Der Eigenbetrieb Stadtwerke steht deshalb so gut dar, weil behauptete Reibungsverluste durch eine angeblich schwerfällige Verwaltung bisher gar nicht eingetreten sind, und die Bürgermeisterin in Abstimmung mit der jahrelangen Mehrheitsfraktion Eilentscheidungen treffen konnte. Diese Zustimmung für Eilentscheidungen hätte es jetzt bei der hohen Übereinstimmung der Befürworter doch auch geben können. Diesen entscheidenden Punkt, den die Bürgermeisterin in einer Stellungnahme von 1999 immer gegen eine Umgründung in eine GmbH ins Feld geführt hatte und bis heute nicht entkräftet ist, wurde eben auch zum Stolperstein.

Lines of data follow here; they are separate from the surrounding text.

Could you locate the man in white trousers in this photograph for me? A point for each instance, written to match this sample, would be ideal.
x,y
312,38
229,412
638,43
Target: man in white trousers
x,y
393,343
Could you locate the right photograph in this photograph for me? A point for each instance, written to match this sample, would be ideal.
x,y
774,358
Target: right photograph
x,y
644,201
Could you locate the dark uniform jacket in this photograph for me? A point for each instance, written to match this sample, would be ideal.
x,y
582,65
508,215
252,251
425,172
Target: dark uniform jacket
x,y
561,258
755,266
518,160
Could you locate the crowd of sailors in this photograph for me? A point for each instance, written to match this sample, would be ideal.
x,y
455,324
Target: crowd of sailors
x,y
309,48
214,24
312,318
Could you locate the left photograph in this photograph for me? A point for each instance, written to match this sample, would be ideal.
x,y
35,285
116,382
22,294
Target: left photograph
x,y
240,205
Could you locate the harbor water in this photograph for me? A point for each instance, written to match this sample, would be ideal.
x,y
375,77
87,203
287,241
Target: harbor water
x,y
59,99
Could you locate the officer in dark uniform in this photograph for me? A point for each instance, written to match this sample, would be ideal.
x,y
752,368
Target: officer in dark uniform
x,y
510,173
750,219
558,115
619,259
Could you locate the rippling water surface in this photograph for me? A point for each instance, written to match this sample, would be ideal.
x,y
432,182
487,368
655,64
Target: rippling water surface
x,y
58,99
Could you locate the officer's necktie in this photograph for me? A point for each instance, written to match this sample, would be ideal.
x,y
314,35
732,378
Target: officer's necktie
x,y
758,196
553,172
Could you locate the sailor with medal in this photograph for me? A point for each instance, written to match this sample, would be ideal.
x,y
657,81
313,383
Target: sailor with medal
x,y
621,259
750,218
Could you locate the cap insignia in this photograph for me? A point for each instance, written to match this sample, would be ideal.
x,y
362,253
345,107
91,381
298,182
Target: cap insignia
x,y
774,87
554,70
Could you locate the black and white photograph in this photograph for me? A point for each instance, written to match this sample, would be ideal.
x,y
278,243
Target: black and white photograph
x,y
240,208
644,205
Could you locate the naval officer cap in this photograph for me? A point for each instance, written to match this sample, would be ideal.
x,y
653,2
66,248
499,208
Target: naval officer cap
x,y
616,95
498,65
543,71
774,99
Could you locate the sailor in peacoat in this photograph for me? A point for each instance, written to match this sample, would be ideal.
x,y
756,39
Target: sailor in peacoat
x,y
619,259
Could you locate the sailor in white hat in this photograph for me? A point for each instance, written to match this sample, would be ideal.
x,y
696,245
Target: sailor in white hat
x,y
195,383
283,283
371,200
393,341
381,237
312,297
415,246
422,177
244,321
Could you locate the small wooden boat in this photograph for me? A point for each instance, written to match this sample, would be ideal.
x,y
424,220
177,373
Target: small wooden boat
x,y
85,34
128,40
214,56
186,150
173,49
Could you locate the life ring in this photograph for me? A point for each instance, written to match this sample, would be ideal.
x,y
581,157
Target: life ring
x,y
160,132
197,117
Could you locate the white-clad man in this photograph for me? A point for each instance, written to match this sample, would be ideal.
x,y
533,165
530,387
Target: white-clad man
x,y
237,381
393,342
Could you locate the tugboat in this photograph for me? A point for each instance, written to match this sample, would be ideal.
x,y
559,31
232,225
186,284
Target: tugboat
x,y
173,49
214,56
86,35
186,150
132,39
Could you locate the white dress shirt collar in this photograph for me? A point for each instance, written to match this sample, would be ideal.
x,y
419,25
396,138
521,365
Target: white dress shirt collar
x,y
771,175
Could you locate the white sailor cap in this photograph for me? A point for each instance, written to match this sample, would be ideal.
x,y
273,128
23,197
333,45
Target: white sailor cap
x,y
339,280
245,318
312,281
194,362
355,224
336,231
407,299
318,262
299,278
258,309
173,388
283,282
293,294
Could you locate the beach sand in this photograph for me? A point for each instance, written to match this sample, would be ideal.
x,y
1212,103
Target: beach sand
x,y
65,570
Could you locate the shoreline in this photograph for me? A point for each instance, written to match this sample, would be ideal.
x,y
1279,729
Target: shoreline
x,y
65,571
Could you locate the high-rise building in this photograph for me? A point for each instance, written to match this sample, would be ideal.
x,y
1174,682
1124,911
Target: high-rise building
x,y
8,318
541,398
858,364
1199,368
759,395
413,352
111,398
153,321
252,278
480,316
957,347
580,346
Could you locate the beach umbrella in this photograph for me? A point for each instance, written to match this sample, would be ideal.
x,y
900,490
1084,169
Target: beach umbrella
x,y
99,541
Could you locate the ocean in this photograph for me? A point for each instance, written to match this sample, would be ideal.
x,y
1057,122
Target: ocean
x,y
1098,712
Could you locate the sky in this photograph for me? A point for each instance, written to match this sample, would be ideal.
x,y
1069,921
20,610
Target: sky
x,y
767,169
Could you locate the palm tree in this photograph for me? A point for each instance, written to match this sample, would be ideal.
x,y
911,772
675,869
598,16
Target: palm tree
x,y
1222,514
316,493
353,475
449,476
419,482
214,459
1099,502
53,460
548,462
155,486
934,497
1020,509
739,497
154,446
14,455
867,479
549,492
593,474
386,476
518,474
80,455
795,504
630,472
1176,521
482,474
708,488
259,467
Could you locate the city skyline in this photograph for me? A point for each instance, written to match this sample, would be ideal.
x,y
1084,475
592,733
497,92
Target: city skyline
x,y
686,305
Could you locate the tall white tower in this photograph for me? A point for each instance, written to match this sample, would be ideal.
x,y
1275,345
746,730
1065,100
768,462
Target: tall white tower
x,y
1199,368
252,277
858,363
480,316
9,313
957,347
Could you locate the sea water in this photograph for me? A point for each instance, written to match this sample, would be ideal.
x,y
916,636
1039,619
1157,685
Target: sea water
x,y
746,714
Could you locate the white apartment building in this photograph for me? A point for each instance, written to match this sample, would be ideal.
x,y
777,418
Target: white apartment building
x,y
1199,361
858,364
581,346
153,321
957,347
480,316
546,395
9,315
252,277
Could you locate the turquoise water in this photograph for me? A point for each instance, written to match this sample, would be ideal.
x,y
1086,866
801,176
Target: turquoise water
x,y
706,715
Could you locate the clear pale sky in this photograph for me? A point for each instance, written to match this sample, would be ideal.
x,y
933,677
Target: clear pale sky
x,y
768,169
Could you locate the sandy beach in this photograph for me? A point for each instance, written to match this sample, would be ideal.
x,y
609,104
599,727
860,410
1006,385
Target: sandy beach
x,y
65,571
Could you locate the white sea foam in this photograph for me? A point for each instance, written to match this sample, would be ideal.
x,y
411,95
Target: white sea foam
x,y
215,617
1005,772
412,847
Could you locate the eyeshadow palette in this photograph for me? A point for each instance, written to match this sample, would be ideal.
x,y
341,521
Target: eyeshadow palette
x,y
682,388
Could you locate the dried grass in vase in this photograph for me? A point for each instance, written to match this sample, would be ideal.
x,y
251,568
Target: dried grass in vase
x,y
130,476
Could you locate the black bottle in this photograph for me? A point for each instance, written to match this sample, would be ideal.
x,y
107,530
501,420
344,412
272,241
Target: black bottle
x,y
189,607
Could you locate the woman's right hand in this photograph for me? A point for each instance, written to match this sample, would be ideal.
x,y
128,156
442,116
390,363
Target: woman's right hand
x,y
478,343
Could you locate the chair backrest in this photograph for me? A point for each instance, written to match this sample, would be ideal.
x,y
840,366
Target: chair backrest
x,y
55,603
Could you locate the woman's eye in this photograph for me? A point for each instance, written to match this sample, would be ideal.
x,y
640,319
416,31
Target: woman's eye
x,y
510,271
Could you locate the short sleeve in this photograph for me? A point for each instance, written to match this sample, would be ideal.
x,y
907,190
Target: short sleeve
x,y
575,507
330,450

Ein Ergebnis des Bürgerentscheides ist ein gewachsenes Interesse für den Eigenbetrieb. Es gewährleistet ein hohes Maß an Kommunikation zwischen Dienstleister und Verbraucher. Diese Identifikation und der öffentliche demokratische Diskurs sollten als einen Vorteil, als sogenanntes soziales Kapital, das bei einer Aktiengesellschaft eben anders strukturiert wäre und zwar zum Nachteil der öffentlichen Daseinsvorsorge, verstanden werden. Mit diesem Pfund könnte in der zukünftigen Debatte weiteres Feld gut gemacht werden. Sonst bleibt ein gewonnener Bürgerentscheid, das zeigen die Erfahrungen, ein zeitlich begrenzter Erfolg.